Mortgage rates began the day at higher levels, as bond markets lost ground overnight.  Bonds dictate rates, and "losing ground" means bond prices are falling.  When bond prices fall, rates move higher.

There's some chatter in the marketplace about developments in Syria being the motivation for every little move in bonds/rates.  Rather, it's more accurate to say it's ONE OF the motivations behind SOME of the moves.  Bonds had a few other concerns overnight.  That's why they were able to improve during domestic hours even though nothing changed with respect to Syria.

As bonds improved, most lenders ended up releasing positively-revised rate sheets.  After the revisions, today's mortgage rates ended up in substantially similar territory to last Friday's.  Lenders who didn't reprice are naturally still at slightly higher rates, but would be heading into tomorrow with an advantage, all other things being equal.

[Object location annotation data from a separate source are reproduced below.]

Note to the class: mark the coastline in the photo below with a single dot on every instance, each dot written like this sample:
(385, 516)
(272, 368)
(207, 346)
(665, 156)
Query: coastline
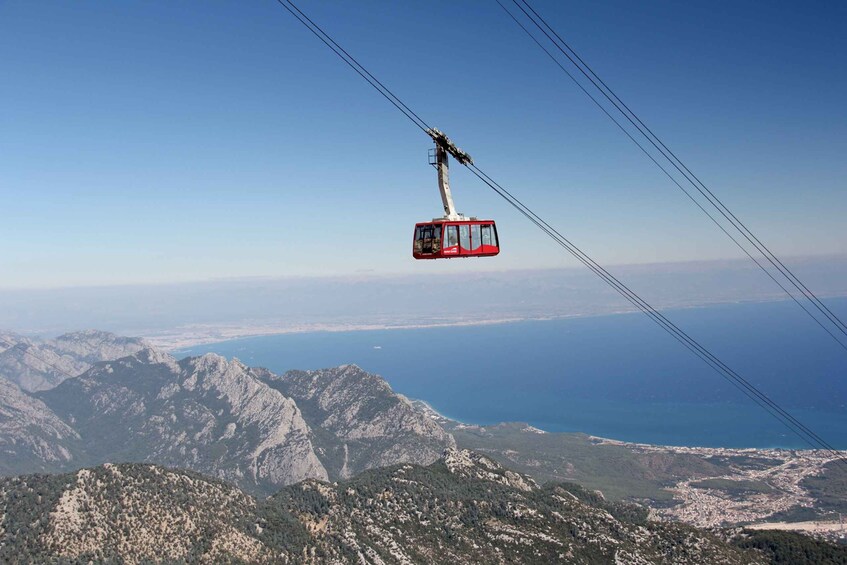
(184, 337)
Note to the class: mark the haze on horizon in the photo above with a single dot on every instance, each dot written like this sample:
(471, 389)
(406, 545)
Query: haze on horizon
(163, 143)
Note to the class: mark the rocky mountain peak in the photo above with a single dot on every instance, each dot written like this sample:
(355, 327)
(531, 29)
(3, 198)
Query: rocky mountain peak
(37, 365)
(202, 413)
(358, 422)
(466, 463)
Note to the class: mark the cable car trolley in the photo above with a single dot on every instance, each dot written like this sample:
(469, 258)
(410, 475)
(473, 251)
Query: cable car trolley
(453, 235)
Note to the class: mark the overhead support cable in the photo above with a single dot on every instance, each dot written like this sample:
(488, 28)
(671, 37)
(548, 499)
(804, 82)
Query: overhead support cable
(747, 388)
(792, 280)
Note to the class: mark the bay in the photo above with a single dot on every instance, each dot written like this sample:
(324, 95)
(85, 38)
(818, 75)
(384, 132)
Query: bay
(617, 376)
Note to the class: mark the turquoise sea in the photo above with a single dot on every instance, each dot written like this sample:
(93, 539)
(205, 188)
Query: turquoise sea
(616, 376)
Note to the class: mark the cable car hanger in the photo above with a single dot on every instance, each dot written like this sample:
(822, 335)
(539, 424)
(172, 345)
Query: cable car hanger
(454, 234)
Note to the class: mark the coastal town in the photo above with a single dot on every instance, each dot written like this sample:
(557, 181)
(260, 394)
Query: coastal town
(760, 484)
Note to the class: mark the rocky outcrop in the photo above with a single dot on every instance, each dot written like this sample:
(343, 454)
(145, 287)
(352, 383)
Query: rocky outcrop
(403, 514)
(202, 413)
(32, 437)
(36, 365)
(358, 422)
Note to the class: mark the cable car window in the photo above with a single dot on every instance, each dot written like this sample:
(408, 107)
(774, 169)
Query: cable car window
(486, 235)
(464, 237)
(475, 239)
(451, 236)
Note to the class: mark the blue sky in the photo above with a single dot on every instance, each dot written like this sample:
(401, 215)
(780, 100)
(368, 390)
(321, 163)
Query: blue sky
(156, 142)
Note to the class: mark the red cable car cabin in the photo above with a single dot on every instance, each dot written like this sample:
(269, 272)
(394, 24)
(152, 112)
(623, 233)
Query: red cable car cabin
(445, 239)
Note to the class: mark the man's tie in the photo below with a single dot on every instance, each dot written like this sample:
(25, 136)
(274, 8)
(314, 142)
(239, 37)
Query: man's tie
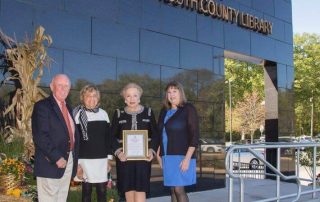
(67, 120)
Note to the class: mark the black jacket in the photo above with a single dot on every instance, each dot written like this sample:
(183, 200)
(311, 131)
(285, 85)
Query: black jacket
(182, 130)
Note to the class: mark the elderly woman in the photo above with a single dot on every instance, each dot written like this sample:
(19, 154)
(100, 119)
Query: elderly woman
(95, 144)
(133, 177)
(178, 122)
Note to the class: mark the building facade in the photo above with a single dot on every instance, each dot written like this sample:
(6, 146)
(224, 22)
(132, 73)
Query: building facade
(151, 42)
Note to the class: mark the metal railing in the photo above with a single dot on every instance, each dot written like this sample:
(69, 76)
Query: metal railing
(276, 170)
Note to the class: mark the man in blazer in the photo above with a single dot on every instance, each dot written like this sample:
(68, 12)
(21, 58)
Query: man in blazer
(56, 142)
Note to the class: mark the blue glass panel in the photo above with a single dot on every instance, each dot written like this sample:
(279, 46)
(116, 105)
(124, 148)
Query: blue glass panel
(66, 30)
(195, 55)
(283, 10)
(57, 4)
(145, 75)
(129, 12)
(210, 86)
(210, 30)
(282, 75)
(237, 39)
(278, 28)
(290, 77)
(159, 48)
(115, 40)
(88, 68)
(284, 53)
(16, 19)
(151, 15)
(218, 61)
(95, 8)
(178, 22)
(288, 33)
(55, 66)
(263, 47)
(246, 2)
(188, 78)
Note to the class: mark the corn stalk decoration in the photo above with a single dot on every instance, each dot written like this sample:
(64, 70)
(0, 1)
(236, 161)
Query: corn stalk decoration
(26, 62)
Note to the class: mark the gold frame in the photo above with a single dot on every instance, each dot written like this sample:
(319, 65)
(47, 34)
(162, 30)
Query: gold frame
(144, 134)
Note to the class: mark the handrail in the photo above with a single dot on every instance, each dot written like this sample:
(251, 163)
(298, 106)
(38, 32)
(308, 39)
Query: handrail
(278, 173)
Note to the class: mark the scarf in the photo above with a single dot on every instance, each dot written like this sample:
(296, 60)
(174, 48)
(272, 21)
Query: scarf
(83, 119)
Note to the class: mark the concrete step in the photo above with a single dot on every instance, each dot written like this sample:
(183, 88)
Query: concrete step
(254, 190)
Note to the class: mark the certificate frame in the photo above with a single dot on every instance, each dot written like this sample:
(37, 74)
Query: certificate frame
(135, 144)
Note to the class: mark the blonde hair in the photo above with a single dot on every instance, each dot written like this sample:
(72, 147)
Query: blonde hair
(178, 86)
(89, 89)
(131, 85)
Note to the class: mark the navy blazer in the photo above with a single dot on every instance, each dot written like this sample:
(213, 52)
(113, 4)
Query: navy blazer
(182, 130)
(51, 139)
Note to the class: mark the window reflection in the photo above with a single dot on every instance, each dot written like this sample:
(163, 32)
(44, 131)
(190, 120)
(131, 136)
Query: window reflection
(188, 78)
(145, 75)
(85, 68)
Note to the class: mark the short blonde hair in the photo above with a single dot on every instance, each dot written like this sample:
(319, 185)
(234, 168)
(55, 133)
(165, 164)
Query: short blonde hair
(89, 89)
(131, 85)
(176, 85)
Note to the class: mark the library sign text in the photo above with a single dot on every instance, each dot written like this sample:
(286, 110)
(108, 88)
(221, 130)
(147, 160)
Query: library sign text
(220, 11)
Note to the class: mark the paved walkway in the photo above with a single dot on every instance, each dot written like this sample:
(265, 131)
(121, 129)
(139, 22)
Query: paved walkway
(254, 190)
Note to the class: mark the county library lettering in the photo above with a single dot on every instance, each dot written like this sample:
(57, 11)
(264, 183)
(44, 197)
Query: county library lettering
(151, 42)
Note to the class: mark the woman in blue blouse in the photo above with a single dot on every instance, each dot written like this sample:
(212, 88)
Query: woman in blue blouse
(179, 126)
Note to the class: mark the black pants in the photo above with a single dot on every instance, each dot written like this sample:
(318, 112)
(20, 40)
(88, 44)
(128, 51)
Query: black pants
(100, 189)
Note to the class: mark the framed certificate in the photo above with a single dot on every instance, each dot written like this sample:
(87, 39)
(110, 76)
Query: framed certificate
(135, 144)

Loan Originator Perspective

Float cautiously after bonds held up well against Strong Retail Sales. -Al Hensling, Mortgage Originator 

Treasury yields jumped abruptly this AM, hitting levels last seen in early March.  While MBS markets held their ground, underlying treasury weakness is never encouraging.  I'm still locking early. -Ted Rood, Senior Originator


Today's Most Prevalent Rates

  • 30YR FIXED - 4.5%
  • FHA/VA - 4.25%
  • 15 YEAR FIXED - 3.875%
  • 5 YEAR ARMS -  3.5-3.75% depending on the lender


Ongoing Lock/Float Considerations

  • 2017 had proven to be a relatively good year for mortgage rates despite widespread expectations for a stronger push higher after the presidential election in late 2016. 

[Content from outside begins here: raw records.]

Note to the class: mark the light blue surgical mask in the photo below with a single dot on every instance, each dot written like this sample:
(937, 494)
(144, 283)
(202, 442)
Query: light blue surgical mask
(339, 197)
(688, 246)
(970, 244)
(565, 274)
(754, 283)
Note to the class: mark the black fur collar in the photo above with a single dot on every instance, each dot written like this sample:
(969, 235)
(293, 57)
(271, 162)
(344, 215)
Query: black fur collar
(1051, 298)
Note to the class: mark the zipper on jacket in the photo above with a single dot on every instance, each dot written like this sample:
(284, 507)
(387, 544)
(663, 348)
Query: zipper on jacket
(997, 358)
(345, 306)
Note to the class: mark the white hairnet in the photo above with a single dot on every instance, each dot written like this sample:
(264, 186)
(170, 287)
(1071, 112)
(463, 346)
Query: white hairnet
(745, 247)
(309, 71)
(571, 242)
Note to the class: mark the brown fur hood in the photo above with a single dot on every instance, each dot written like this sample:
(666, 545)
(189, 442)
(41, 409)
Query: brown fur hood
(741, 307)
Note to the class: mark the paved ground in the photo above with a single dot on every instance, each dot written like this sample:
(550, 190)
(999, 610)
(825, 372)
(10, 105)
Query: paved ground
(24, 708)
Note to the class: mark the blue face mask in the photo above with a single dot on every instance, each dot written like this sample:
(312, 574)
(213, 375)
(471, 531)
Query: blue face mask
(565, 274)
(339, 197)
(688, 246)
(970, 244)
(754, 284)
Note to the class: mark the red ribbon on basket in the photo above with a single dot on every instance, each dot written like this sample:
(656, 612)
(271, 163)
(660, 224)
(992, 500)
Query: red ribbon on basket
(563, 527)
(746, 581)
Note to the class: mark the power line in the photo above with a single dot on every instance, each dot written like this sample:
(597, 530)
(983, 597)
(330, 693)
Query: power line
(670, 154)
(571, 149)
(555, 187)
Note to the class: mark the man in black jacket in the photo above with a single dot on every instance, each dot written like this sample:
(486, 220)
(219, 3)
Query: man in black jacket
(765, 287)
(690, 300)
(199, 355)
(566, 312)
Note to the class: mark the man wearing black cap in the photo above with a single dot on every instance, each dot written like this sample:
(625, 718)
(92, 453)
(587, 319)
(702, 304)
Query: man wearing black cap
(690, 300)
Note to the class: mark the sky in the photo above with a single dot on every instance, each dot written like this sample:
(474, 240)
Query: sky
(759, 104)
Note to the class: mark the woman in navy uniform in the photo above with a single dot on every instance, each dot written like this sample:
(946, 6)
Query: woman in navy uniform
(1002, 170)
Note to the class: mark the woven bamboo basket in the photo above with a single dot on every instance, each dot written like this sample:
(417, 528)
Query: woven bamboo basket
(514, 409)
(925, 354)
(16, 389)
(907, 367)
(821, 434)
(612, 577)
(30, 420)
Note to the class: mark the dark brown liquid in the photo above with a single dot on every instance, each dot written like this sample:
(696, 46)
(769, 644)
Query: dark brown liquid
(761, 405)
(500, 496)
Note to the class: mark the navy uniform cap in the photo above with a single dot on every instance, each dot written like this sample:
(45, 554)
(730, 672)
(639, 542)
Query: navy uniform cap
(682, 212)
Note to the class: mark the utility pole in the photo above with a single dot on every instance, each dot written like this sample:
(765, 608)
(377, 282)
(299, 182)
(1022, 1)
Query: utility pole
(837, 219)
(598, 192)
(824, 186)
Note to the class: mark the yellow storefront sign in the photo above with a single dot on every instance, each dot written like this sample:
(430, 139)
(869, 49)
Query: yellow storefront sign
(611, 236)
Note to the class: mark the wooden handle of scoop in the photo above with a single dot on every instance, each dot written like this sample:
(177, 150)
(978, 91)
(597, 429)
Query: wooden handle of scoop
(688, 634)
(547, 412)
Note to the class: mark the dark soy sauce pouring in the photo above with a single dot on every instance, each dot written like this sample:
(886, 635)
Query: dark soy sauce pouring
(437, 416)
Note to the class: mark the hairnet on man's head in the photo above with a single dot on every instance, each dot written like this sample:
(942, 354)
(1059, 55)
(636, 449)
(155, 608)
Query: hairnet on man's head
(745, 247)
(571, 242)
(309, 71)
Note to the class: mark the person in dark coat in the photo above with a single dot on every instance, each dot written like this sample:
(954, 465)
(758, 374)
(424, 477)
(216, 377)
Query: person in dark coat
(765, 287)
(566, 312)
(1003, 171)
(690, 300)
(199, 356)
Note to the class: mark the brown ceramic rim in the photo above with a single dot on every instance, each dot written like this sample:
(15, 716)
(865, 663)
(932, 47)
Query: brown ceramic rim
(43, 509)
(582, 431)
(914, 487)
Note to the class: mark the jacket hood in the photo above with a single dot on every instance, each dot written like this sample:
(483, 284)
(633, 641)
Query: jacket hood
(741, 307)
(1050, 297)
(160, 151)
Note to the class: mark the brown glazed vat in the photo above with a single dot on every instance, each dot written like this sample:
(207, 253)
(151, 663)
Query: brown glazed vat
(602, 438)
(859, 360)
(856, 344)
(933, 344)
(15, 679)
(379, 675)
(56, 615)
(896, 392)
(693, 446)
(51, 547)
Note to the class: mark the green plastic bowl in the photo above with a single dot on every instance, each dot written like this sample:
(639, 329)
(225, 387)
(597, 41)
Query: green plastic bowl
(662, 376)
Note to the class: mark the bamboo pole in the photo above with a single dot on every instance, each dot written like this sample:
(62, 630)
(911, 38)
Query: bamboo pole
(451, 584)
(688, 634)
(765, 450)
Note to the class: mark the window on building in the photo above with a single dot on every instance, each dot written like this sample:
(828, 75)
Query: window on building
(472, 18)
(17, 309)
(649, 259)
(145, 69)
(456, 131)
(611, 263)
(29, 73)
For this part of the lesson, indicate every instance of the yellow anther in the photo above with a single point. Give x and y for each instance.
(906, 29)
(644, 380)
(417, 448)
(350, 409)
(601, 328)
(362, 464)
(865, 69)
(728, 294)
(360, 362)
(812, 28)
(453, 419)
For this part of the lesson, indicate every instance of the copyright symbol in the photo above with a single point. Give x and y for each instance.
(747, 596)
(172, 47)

  • While rates remain low in absolute terms, they moved higher in a more threatening way heading into the beginning of 2018

  • The scariest part of the move higher looks like it ended as of early February, and rates have been generally sideways since then

  • Even so, the potential remains for more weakness (i.e. higher rates).  It makes more sense to remain defensive (i.e. more inclined to lock) until we've seen a more convincing shift lower.
  • Rates discussed refer to the most frequently-quoted, conforming, conventional 30yr fixed rate for top tier borrowers among average to well-priced lenders.  The rates generally assume little-to-no origination or discount except as noted when applicable.  Rates appearing on this page are "effective rates" that take day-to-day changes in upfront costs into consideration.